When Daniel Levin Becker was sixteen, he made a mixtape that included only songs and artists whose names did not contain the letter e. Soon after, he read Georges Perec’s La Disparition, a novel written entirely without the offending vowel. Levin Becker spent a good part of his formative years “making the numbers and letters on license plates into mathematically true statements,” so he was heartened to discover that he was “not alone in appreciating naturally occurring palindromes, or knowing a shorter sentence with all the letters in the alphabet than The quick brown fox jumps over the lazy dog, or suspecting it’s no accident that typewriter is the longest English word that can be written on the top row of a QWERTY keyboard.”
His kindred spirits were members of the Ouvroir de Littérature Potentielle, or Oulipo, a collective of writers and mathematicians formed as a subcommittee of Alfred Jarry’s Collège de ’Pataphysique. (Incidentally, Oulipo can be typed using only keys that are immediately adjacent to one another on most keyboards.) Since the group’s formation in 1960, members of the Oulipo, most of them authors and mathematicians, have been concocting playful and sometimes hilariously intricate challenges: poems in which each word rhymes with the corresponding word on the following line, passages in which every word begins with the same letter, entire novels structured around movements on a chessboard. The idea is that these “constraints” actually open up new possibilities for expression. Raymond Queneau, the group’s cofounder, wrote that Oulipians are “rats who build the labyrinth from which they will try to escape.”
Many Subtle Channels is Levin Becker’s personal history of this literature and his tribute to the people who helped create it, including Perec, Jacques Roubaud, Italo Calvino, and Marcel Duchamp. Levin Becker’s own trajectory makes him well suited to write this book. For starters, he’s the youngest-ever member of the Oulipo, and only the second American ever to be elected into the group (the first was Harry Mathews). In what is perhaps the most enviable postcollegiate gig of the past decade, Levin Becker went to France after graduating from Yale in 2006 to study the collective on the Fulbright’s tab, and ended up working as the Oulipo’s “slave.” For a year, he sorted through Oulipo archives, catalogued old correspondences, went to writing workshops, and ate and drank with members like Mathews, Marcel Bénabou, and Olivier Salon, all while partaking in verbal challenges like the metro-poem, a classic Oulipian exercise in which an author composes a poem on a subway by quickly writing a line each time the train comes to a halt.

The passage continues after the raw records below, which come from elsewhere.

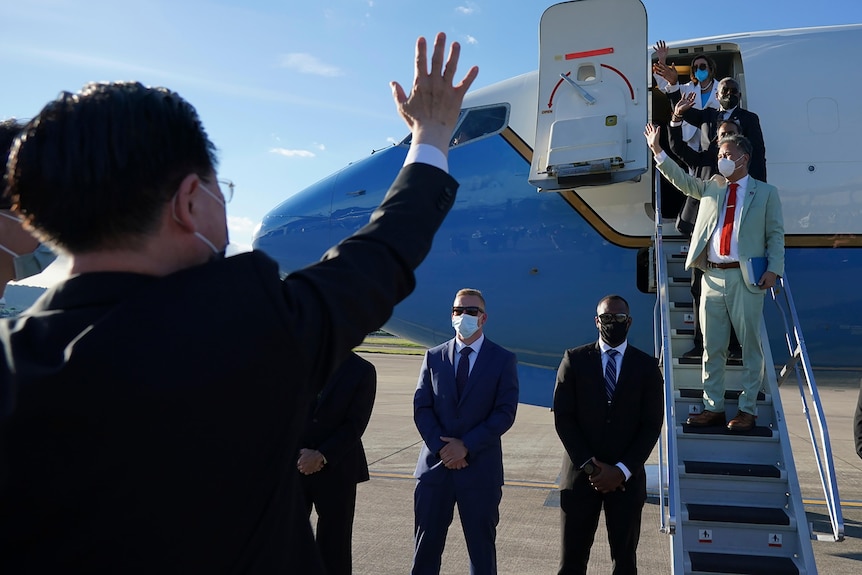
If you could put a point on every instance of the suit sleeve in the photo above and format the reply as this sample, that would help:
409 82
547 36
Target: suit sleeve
349 432
424 416
757 168
682 150
502 416
352 291
774 234
684 182
652 416
566 419
857 424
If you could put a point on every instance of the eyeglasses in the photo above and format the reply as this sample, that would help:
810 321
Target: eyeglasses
613 317
226 190
469 310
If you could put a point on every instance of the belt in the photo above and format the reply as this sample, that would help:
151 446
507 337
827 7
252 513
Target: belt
722 266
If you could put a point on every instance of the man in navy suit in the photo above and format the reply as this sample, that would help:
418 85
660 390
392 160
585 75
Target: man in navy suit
709 120
332 460
608 414
465 401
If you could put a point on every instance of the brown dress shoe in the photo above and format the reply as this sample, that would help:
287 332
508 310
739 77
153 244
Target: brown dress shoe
742 422
706 419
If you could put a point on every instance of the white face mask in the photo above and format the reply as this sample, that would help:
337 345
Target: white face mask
465 325
726 166
31 264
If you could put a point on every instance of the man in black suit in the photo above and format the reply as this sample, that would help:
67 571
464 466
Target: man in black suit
608 414
144 427
709 119
332 460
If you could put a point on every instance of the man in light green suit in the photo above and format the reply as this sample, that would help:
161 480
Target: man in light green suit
739 218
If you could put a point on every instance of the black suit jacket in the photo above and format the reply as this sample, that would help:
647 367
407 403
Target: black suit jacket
150 422
857 424
749 124
624 431
338 418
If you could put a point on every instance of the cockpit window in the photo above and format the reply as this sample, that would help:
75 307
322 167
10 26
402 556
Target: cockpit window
476 123
479 123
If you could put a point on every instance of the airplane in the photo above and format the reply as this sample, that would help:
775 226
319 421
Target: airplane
556 205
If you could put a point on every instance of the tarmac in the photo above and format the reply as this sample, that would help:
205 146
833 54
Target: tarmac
528 535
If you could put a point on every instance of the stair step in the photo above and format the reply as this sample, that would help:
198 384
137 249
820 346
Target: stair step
737 514
735 469
690 393
741 564
756 431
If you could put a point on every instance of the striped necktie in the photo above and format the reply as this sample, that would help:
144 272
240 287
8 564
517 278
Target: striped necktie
611 373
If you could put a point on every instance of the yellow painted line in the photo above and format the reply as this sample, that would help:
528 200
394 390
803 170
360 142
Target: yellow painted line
541 485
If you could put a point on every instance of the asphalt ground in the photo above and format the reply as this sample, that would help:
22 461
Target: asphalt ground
528 535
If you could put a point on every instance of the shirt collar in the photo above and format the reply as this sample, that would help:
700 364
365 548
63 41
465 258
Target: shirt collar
621 348
475 346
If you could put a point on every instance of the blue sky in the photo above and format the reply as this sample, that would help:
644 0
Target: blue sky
291 91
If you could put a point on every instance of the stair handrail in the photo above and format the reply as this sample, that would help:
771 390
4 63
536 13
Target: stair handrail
801 365
667 447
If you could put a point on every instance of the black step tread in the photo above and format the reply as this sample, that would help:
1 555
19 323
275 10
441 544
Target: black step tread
756 431
698 361
742 564
691 393
737 469
737 514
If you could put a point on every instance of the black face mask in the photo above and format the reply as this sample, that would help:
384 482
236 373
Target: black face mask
728 102
614 333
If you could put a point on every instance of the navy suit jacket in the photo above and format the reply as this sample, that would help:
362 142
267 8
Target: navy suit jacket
479 418
624 431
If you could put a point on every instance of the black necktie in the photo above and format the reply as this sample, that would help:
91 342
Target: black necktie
611 373
463 372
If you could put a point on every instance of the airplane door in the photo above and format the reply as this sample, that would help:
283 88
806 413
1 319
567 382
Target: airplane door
592 94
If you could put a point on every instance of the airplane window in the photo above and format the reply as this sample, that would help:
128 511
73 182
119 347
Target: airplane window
586 73
480 122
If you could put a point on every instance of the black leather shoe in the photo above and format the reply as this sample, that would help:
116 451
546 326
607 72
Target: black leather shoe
742 422
695 352
707 419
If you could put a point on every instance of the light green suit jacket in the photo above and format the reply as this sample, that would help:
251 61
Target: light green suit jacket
761 229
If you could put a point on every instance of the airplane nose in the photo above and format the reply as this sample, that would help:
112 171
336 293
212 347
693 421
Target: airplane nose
298 231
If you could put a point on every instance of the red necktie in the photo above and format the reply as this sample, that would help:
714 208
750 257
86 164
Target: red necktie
727 228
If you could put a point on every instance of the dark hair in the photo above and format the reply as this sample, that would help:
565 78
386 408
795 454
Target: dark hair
709 62
95 169
741 142
614 297
8 130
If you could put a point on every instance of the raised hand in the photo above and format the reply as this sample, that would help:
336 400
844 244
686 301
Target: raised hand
431 110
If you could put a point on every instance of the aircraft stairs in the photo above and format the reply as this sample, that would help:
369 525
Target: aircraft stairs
732 501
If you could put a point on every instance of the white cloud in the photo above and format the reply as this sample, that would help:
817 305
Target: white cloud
468 9
308 64
292 153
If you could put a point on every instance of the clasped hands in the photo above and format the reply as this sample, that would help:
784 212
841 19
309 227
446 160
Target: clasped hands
310 461
454 453
607 477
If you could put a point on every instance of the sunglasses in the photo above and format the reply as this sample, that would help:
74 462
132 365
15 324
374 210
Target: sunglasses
613 317
469 310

Levin Becker gets Oulipian obsessiveness on a gut level, and his delight in palindromes and lipograms (texts that, like the Perec novel, are entirely devoid of a particular letter) vividly comes to life in his writing. But the book’s most revelatory moments come when Levin Becker suggests that this obsessiveness comes hand in hand with a deep need for guidance. Perec once said that “the intense difficulty posed by this sort of production . . . palls in comparison to the terror I would feel in writing ‘poetry’ freely.”
The constraints the Oulipians place on themselves and on each other are by nature arbitrary. Sometimes, the texts end up tricking unwitting reviewers—one unsuspecting critic missed the conceit of La Disparition completely and panned the novel for being “stilted”—but mischief, writes Levin Becker, isn’t really the point. Oulipian texts existed for decades before the collective was formed and will likely continue even if the collective disbands. Random as Oulipian practices may seem, they actually embody one of the most fundamental challenges that all writers face—to test and push the boundaries of language.